Я пообещал, хотя был уверен, что мне подобная услуга понадобится раньше, чем ей. Тогда мы решили, что возьмем обещание с детей, когда они станут достаточно большими, чтобы его выполнить. По одному на подушку, а третий пусть следит, как бы никто не зашел, потому что мы хотели умереть вместе – тогда пережившему не придется горевать.

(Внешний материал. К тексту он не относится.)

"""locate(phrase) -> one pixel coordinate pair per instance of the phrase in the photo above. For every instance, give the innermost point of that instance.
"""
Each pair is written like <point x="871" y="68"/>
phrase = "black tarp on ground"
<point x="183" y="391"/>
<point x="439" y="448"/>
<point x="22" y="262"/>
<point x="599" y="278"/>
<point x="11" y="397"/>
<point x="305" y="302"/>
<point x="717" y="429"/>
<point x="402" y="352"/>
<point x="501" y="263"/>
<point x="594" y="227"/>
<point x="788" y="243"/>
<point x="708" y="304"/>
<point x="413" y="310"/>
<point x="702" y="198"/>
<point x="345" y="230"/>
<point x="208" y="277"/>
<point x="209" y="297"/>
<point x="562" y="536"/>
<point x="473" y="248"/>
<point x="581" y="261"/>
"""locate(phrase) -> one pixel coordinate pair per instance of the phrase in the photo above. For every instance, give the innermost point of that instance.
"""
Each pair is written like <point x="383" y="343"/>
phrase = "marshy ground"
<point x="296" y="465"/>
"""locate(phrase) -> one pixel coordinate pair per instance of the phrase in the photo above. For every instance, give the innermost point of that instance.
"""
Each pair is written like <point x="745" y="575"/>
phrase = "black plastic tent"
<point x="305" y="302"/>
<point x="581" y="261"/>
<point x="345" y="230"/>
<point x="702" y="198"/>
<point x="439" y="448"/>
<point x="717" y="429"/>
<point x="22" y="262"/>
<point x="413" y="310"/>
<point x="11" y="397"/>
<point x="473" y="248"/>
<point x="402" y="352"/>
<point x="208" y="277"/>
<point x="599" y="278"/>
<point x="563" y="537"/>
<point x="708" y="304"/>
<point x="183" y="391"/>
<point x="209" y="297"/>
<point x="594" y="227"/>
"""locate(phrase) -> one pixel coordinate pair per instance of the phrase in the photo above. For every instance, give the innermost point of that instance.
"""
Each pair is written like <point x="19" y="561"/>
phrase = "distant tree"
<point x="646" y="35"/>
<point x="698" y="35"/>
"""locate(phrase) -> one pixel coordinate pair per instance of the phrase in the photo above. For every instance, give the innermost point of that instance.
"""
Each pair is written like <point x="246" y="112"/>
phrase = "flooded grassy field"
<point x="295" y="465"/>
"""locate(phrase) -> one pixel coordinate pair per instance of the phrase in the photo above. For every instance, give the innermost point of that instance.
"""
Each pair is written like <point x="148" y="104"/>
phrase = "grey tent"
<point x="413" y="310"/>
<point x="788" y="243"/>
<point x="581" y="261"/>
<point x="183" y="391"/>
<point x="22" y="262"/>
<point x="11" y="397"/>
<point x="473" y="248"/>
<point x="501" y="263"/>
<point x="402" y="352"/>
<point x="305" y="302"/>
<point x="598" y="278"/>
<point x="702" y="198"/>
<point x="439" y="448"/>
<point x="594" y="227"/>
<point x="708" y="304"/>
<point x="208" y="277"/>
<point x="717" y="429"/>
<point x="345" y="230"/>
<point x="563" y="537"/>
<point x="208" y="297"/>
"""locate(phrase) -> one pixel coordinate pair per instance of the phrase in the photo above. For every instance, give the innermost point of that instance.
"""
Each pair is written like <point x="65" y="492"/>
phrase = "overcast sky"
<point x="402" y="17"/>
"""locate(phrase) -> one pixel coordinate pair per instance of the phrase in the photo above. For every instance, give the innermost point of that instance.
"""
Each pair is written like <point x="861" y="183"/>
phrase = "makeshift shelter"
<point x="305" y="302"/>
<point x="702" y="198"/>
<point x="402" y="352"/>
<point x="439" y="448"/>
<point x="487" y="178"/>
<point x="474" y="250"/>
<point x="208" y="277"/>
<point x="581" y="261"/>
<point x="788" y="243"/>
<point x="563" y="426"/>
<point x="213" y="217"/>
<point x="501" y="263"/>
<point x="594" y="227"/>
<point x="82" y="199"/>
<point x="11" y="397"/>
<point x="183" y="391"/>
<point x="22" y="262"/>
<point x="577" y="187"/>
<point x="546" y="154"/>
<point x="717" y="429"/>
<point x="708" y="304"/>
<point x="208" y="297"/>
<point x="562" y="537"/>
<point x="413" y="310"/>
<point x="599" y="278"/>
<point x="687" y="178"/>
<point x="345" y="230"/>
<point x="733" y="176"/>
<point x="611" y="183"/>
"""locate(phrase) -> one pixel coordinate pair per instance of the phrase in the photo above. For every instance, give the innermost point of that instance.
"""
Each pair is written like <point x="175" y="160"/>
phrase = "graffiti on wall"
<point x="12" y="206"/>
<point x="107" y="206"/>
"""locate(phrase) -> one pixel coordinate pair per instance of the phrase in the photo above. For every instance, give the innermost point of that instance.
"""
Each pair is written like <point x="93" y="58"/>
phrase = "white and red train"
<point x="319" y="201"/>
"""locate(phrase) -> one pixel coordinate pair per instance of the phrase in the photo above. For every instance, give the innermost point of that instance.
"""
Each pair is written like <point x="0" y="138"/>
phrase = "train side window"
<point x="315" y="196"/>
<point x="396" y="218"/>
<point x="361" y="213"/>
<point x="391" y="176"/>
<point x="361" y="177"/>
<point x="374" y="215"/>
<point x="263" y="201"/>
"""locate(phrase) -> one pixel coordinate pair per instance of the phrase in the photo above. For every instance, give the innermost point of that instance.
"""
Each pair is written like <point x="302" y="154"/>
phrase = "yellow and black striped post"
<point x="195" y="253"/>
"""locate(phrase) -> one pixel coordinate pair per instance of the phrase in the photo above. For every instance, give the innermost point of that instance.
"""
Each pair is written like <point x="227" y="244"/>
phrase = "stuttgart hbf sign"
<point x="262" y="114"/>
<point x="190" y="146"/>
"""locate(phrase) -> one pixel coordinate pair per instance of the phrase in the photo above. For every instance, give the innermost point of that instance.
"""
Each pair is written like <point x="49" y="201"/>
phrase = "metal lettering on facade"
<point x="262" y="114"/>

Мы говорили об этом смеясь, шутка еще никого не убивала.
Мы смотрели, как уезжают наши старики-соседи, а потом Мари регулярно их навещала, чтобы поговорить об их доме, который мы переоборудовали под деревенский постоялый двор для тех, кто брал напрокат велосипеды, и для горожан в поисках покоя, которые покупали у нас сыр – и коровий, и овечий. Но собак мы не продавали, никогда. Нам нужны были доказательства. Наличие стада. Иначе мы бы отправили наших псов в ад. Ад скуки и бездействия.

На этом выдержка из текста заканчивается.